Whether that first can was a Bud can I no longer recall, but the hunt for Buds has now become as much fun (almost) as shooting them. We Bud hunt as we drive, and I will remember locations of roadside deposits as I bike around the island. Like stalking any prey, we have learned its habits and behaviors. A roadside can, if unable to be retrieved at once, can be safely left for a few days before it gets flattened, and therefore useless. I recently discovered a Bud route. At least once a week some regular traveler tosses his or her can out the window near the hill past Seal Harbor, on the right side heading to Northeast. Yes, I am curious about this regular deposit of Bud cans, but mostly am delighted to have a constant supply of virgins. That is what we call a can before the first pellet punctures it. New cans are always given a premiere performance, set up alone, or with a few fellow virgins, as we take aim and fire.

The backyard target range has been used by parents, kids, friends, grandkids. My daughter and her friends took aim before heading out on prom night. Grand nephew Ethan and family friend Jasmine took to the range before ( and after) s’mores. T.M. likes to demonstrate his one-handed over the shoulder shot, and safety buttons, proper handling and “this is not a toy” practices are followed by all.

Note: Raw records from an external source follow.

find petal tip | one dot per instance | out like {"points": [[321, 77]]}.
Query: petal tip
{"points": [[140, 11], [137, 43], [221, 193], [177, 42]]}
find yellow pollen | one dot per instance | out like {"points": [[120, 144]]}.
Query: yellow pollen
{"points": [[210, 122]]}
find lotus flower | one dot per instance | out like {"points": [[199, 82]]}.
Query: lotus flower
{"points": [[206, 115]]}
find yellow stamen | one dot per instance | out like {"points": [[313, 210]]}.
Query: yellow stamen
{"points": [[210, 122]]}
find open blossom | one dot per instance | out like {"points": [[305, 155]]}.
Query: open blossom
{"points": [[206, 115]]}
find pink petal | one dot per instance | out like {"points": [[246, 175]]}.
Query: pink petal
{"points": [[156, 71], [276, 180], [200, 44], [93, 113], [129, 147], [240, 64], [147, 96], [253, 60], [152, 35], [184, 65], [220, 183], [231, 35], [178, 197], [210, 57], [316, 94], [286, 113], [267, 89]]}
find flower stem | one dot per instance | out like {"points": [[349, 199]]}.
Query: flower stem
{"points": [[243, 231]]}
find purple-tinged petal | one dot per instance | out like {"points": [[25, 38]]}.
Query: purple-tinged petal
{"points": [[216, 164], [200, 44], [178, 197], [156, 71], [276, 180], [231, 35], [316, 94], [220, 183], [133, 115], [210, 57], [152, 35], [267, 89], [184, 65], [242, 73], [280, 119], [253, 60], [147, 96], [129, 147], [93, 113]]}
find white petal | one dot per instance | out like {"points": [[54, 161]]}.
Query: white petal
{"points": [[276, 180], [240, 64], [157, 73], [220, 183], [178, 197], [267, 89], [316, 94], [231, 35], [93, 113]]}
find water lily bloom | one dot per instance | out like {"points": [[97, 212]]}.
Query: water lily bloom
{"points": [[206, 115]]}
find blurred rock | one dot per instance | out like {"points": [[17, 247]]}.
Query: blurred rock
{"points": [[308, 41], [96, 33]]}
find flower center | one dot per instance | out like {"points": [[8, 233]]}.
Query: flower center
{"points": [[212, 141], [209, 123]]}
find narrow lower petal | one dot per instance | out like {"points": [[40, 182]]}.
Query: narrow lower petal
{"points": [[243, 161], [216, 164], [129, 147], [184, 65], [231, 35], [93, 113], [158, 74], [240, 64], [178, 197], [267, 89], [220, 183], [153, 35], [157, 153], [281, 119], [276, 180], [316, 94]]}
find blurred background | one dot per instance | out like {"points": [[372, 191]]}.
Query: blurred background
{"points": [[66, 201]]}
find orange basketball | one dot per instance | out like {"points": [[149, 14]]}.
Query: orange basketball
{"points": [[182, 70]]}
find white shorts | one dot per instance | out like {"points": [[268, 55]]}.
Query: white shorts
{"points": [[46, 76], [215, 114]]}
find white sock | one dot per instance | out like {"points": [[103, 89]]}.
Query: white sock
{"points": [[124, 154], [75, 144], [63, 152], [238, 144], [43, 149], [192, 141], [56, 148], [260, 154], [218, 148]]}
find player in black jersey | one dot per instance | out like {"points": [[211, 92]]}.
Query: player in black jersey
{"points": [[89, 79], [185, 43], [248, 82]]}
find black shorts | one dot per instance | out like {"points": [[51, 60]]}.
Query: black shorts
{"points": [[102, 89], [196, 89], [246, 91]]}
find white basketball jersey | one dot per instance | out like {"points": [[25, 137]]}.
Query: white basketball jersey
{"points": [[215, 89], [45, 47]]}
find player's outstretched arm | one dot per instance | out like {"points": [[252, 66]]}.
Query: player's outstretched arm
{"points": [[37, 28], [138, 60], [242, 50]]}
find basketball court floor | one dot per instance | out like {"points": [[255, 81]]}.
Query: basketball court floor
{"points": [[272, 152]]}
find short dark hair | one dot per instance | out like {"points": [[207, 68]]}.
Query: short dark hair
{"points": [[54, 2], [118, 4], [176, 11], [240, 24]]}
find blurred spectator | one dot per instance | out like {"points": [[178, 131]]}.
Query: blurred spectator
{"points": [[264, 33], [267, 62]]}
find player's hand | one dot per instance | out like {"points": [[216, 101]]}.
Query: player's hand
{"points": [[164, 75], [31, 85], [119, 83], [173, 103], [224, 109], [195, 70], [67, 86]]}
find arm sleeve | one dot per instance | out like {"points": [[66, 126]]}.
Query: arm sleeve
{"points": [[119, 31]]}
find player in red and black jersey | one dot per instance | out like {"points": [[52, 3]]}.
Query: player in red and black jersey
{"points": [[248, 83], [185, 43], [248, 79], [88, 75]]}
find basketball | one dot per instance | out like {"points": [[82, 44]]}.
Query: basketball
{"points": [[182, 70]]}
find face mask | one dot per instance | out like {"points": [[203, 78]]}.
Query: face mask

The ping of a direct hit is gratifying. And since it takes focus, any frustrations or worries are forced out of mind. Just working for that solid thunk of dented metal, concentrating on lining up sights and holding steady. A hit usually puts a small hole in the can, and the more hits the more holes and openings. At some point, BBs will go in and get caught inside, where they spin around, metal tapping on metal, looking for a way out. Just like the words and thoughts in my mind.